La mangaka a un trait fin léché avec une petite touche réaliste et classique. Elle simplifie ses traits dans les passages humoristiques. De même, elle dessine les personnages en SD quand ils sont gênés, ajoutant un côté mignon. La force des différents regards graphiquement expressifs permet de se passer des dialogues Les trames d’ambiance alternent avec les décors. Par ailleurs, la mise en page est dynamique grâce aux découpages, ellipses et emboitements. Hinako sensei censure légèrement les scènes érotiques par des points et des bandelettes blanches. Elle donne le ton du récit à travers les illustrations en début de chapitre ainsi que dans ses illustrations couleurs. Sous la jaquette, se trouvent encore des croquis ainsi que la postface.

En résumé

Katahira Sôma confie à Miyazawa Noboru ses doutes sur sa relation avec Iokawa Hayato. Le lycéen lui révèle alors qu’il est le meilleur ami d’Iokawa, qui a tenté de se suicider. Tout son amour s’était transformé en haine suite aux brimades des autres élèves et à l’inaction de son ami. En voulant sciemment blesser ce dernier, il a donc sauté devant lui. Sôma réalise alors que Hayato a complètement changé suite à ce traumatisme. Comprenant les sentiments profonds de Katahira, Noboru décide de discuter avec Hayato avant de l’encourager. En effet, l’amour de ce dernier lui paraît sincère et profond.

En conclusion

Ce tome n’a pas réussi à être classé dans les meilleures séries au Chill Chill BL award 2018, mais les lecteurs apprécient le suspense jusqu’à la fin. Les sentiments explosent dans ce final. L’auteure a pris soin de développer le chemin réflexif des personnages sur leurs sentiments et leur relation. Son style narratif permet de comprendre leurs évolutions. Le happy end est bienvenu après toute ces péripéties. J’adore le couple principal mais apprécie également les personnages secondaires. Je les trouve adorables sur la couverture au verso. De même, j’aime les respirations apportées par la présence de Mâ et Itô. Une excellente série que je ne peux que recommander.

Blue lust 2 – Hinako

blue lust 2 hinako
Hinako ひなこ
ISBN: 9782375061275
Taifu comics, 2019
ISBN: 9784861348822 (JP)
Frontier works, 2016 (JP)
Manga
Ero-mètre: pudique
Recommandation: beaucoup

Affronter son passé pour faire face à son bien-aimé.

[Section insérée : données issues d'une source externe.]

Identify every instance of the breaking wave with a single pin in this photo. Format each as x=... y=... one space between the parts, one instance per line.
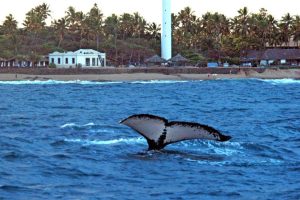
x=282 y=81
x=55 y=82
x=73 y=125
x=158 y=82
x=107 y=142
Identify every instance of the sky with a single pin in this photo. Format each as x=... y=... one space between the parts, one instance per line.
x=149 y=9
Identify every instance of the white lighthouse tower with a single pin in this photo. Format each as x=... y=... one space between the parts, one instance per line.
x=166 y=33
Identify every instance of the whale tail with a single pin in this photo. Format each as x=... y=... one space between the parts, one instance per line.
x=159 y=132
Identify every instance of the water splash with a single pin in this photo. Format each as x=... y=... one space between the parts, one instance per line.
x=74 y=125
x=107 y=142
x=55 y=82
x=281 y=81
x=158 y=82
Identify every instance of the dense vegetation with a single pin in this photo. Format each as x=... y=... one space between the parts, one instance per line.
x=130 y=38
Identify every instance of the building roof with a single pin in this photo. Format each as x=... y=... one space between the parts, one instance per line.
x=178 y=58
x=271 y=54
x=78 y=52
x=155 y=59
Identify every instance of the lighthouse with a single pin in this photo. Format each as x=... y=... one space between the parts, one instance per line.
x=166 y=33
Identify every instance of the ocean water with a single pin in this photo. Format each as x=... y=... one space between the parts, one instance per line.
x=63 y=140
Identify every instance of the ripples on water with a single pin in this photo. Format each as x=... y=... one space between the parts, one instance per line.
x=62 y=140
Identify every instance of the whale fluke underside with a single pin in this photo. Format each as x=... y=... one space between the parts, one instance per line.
x=159 y=132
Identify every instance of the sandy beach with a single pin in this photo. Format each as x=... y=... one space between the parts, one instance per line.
x=266 y=74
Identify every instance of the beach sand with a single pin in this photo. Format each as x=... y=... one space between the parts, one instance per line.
x=267 y=74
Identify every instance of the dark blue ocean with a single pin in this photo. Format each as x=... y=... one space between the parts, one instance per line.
x=63 y=140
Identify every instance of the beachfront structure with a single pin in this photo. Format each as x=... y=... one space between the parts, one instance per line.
x=86 y=58
x=24 y=62
x=166 y=34
x=271 y=57
x=155 y=60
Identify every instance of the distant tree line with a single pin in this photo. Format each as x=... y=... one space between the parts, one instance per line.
x=129 y=38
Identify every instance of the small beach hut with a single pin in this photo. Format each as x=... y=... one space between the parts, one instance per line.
x=155 y=60
x=178 y=60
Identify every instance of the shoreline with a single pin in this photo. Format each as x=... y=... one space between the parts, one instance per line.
x=147 y=74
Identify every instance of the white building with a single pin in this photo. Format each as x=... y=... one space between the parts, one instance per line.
x=86 y=58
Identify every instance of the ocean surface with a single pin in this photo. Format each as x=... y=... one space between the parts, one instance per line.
x=63 y=140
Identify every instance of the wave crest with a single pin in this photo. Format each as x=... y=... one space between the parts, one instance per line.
x=55 y=82
x=282 y=81
x=107 y=142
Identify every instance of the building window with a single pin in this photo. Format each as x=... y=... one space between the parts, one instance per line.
x=87 y=62
x=93 y=61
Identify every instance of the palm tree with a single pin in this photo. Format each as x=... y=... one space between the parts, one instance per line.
x=10 y=29
x=111 y=28
x=35 y=23
x=60 y=26
x=296 y=29
x=153 y=31
x=94 y=23
x=286 y=28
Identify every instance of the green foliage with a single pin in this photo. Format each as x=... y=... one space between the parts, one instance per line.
x=52 y=65
x=129 y=38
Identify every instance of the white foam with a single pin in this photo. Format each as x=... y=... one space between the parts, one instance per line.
x=107 y=142
x=55 y=82
x=70 y=125
x=282 y=81
x=158 y=82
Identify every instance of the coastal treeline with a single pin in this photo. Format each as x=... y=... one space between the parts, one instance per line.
x=129 y=38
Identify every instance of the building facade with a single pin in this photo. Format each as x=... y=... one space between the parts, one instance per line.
x=86 y=58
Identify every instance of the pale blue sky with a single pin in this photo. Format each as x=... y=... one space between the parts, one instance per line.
x=150 y=9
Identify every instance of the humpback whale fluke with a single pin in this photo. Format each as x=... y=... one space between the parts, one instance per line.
x=159 y=132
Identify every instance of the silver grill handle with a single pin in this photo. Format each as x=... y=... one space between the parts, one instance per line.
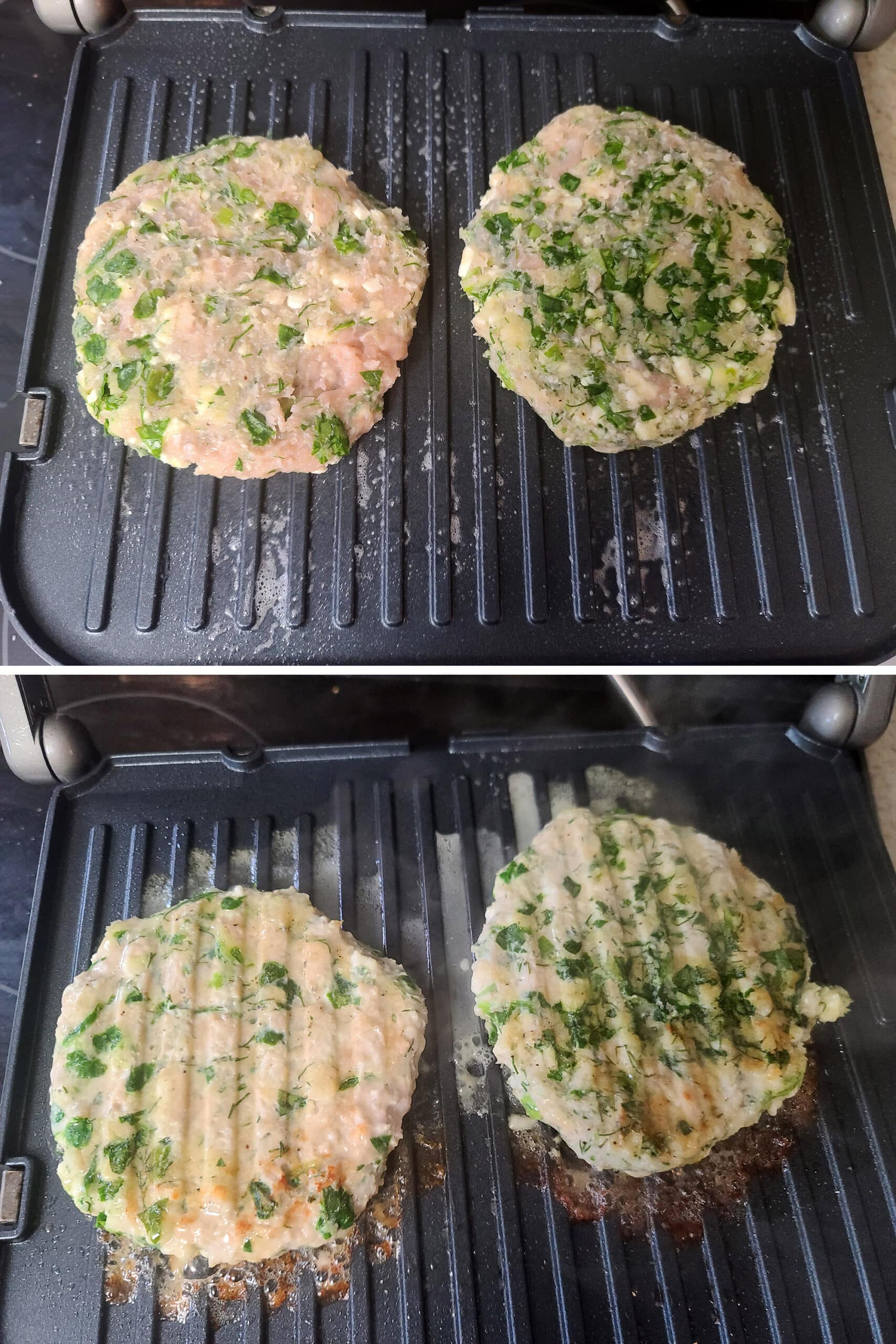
x=39 y=745
x=852 y=711
x=80 y=17
x=859 y=25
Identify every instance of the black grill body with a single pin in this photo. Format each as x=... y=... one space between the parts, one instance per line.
x=460 y=530
x=414 y=843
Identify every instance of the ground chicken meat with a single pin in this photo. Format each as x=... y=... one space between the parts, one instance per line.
x=648 y=994
x=628 y=277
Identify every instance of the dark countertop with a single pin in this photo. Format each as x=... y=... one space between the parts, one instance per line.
x=159 y=713
x=23 y=808
x=34 y=76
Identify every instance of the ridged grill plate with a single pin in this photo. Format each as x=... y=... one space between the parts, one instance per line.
x=405 y=847
x=460 y=530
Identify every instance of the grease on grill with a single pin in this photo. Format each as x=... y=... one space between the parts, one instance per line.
x=675 y=1201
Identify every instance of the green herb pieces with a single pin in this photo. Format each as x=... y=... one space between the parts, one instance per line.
x=513 y=160
x=338 y=1211
x=268 y=1037
x=343 y=992
x=121 y=264
x=139 y=1077
x=78 y=1132
x=345 y=241
x=272 y=972
x=145 y=306
x=83 y=1066
x=511 y=937
x=152 y=1220
x=128 y=373
x=102 y=292
x=152 y=436
x=269 y=273
x=160 y=1159
x=281 y=214
x=287 y=335
x=289 y=1101
x=87 y=1022
x=94 y=349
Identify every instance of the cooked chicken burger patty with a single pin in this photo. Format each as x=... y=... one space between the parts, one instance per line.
x=230 y=1077
x=628 y=277
x=648 y=994
x=244 y=308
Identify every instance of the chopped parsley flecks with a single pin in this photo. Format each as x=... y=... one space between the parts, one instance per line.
x=331 y=438
x=343 y=992
x=661 y=964
x=660 y=301
x=262 y=1198
x=338 y=1211
x=78 y=1132
x=139 y=1077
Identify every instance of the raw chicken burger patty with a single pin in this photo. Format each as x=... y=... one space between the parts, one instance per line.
x=244 y=307
x=648 y=994
x=230 y=1077
x=628 y=277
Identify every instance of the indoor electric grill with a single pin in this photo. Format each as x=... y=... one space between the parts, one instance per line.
x=405 y=846
x=460 y=530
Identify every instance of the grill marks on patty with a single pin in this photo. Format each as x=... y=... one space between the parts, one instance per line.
x=230 y=1077
x=649 y=995
x=244 y=308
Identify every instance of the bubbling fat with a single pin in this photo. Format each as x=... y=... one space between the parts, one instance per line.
x=244 y=308
x=648 y=994
x=628 y=279
x=230 y=1077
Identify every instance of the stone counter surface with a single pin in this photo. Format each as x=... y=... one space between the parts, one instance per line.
x=878 y=70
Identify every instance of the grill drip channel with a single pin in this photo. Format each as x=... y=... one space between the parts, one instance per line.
x=460 y=530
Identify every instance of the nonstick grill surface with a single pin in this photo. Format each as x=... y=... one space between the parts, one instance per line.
x=406 y=846
x=460 y=530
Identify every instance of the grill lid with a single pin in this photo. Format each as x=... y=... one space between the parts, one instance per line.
x=406 y=847
x=460 y=530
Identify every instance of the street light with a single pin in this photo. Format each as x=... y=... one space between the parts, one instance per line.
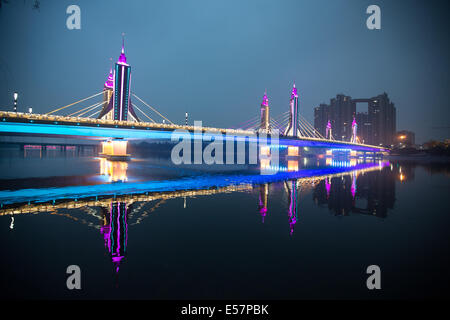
x=16 y=95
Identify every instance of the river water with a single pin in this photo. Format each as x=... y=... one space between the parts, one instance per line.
x=148 y=229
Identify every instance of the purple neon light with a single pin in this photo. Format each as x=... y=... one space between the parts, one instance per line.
x=110 y=81
x=265 y=102
x=328 y=186
x=294 y=92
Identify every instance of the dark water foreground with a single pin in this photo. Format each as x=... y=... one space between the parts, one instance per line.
x=147 y=229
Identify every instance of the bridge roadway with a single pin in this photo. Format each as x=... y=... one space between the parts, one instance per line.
x=12 y=123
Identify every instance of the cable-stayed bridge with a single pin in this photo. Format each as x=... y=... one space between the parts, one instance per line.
x=119 y=114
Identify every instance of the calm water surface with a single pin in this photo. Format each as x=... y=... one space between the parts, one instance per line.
x=147 y=229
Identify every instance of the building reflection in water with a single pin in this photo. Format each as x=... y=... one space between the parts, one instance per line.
x=115 y=231
x=263 y=197
x=359 y=192
x=291 y=187
x=114 y=170
x=370 y=190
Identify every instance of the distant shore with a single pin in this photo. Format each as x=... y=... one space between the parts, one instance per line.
x=420 y=157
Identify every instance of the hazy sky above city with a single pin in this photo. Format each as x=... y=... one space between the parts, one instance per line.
x=214 y=59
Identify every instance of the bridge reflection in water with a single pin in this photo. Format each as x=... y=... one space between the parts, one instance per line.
x=341 y=191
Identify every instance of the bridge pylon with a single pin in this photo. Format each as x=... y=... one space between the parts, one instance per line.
x=265 y=111
x=292 y=129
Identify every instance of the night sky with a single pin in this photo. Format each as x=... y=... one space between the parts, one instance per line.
x=214 y=59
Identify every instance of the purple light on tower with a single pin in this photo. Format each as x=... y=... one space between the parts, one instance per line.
x=265 y=102
x=110 y=81
x=122 y=57
x=294 y=92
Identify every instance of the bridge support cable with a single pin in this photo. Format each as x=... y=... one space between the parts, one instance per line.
x=94 y=95
x=275 y=125
x=146 y=104
x=95 y=113
x=251 y=121
x=312 y=129
x=87 y=109
x=137 y=108
x=304 y=127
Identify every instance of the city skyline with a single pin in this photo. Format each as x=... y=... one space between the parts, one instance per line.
x=188 y=69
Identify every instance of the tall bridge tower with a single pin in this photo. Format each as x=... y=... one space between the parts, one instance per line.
x=117 y=92
x=292 y=129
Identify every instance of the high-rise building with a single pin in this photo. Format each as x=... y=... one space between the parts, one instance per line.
x=292 y=128
x=364 y=127
x=265 y=126
x=404 y=139
x=377 y=126
x=321 y=117
x=382 y=116
x=342 y=110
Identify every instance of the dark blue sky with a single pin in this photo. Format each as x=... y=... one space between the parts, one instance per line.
x=215 y=58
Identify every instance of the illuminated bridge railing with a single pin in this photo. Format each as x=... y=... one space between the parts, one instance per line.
x=79 y=121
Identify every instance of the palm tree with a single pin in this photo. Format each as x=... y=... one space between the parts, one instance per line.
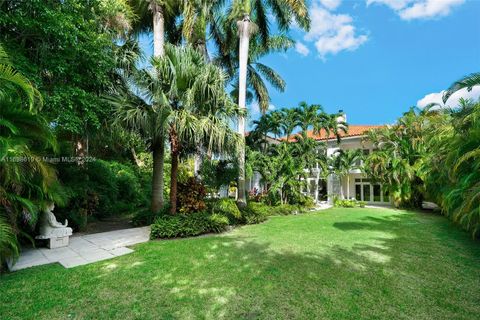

Hinako sensei approfondit sa thématique du traumatisme et d’un amour mélancolique en dévoilant le passé de ses protagonistes. Elle développe l’influence du passé sur les émotions. Noboru a donc du mal à contenir son ressentiment encore présent envers Hayato. Ce dernier, au contraire, arrive à éclaircir ses sentiments alors qu’il doutait de leur sincérité polluée par son envie de repentance, grâce à sa discussion avec son ancien ami. L’auteure aborde parallèlement la perte de confiance, le doute, la remise en question et la culpabilité. Elle décrit avec clarté les émotions de ses personnages, le malaise qui s’installe entre Sôma et Hayato ainsi que le désir de ne rien laisser paraître. Elle montre également les réactions parfois extrêmes dues à la tension psychique. Comme dans le premier tome, la narration est toujours concentrée sur Iokawa.

La mangaka a un trait fin et épuré, légèrement léché. Elle donne une touche réaliste en se focalisant sur les regards changeants. Néanmoins, elle n’hésite pas à simplifier ses traits dans les rares passages humoristiques. Les trames d’ambiance plutôt graphiques illustrent les émotions. La mise en page est dynamique. Il n’y a pas de scènes érotiques, le récit se concentrant sur les sentiments des personnages. Hinako sensei dessine de magnifiques illustrations couleurs, simples mais dégageant une certaine douceur. Sous la jaquette, elle présente quelques croquis.

En résumé

Iokawa Hayato retrouve comme prévu Katahira Sôma à la sortie de la gare mais il est accompagné de son ami Miyazawa Noboru. Or, ce dernier était le meilleur ami de Hayato au collège jusqu’à ce que ce dernier déclare ses sentiments. Encore immature, il en avait parlé à toute la classe, entrainant des conséquences graves. Mal à l’aise de feindre les inconnus, Hayato s’éclipse durant la nuit, oppressé par les regrets. Mais Sôma remarquant son trouble le suit et l’embrasse pour le réconforter. Toutefois, Noboru les observe de loin. Le lendemain, alors que Katahira a attrapé froid, Iokawa raccompagne Miyazawa à la gare. Mais son ancien ami lui demande des explications…

En conclusion

L’auteure offre un tome fort en émotions où l’espoir s’effondre tandis que les héros deviennent honnêtes envers eux-mêmes. Pourtant, elle réussit à ne pas tomber dans le mélodrame, dosant avec justesse les moments dramatiques et plus positifs, partageant les réflexions de ses personnages. J’aime beaucoup le style de la mangaka qui arrive à décrire avec justesse les réactions de ces personnages. Je suis complètement happée par ce récit.

Blue lust 1 – Hinako

blue lust 1 hinako
Hinako ひなこ
ISBN: 9782375061206
Taifu comics, 2018
ISBN: 9784861347931 (JP)
Frontier works, 2015 (JP)
Manga
Ero-mètre: soft
Recommandation: un peu

« Pourquoi répétons-nous sans cesse le passé? »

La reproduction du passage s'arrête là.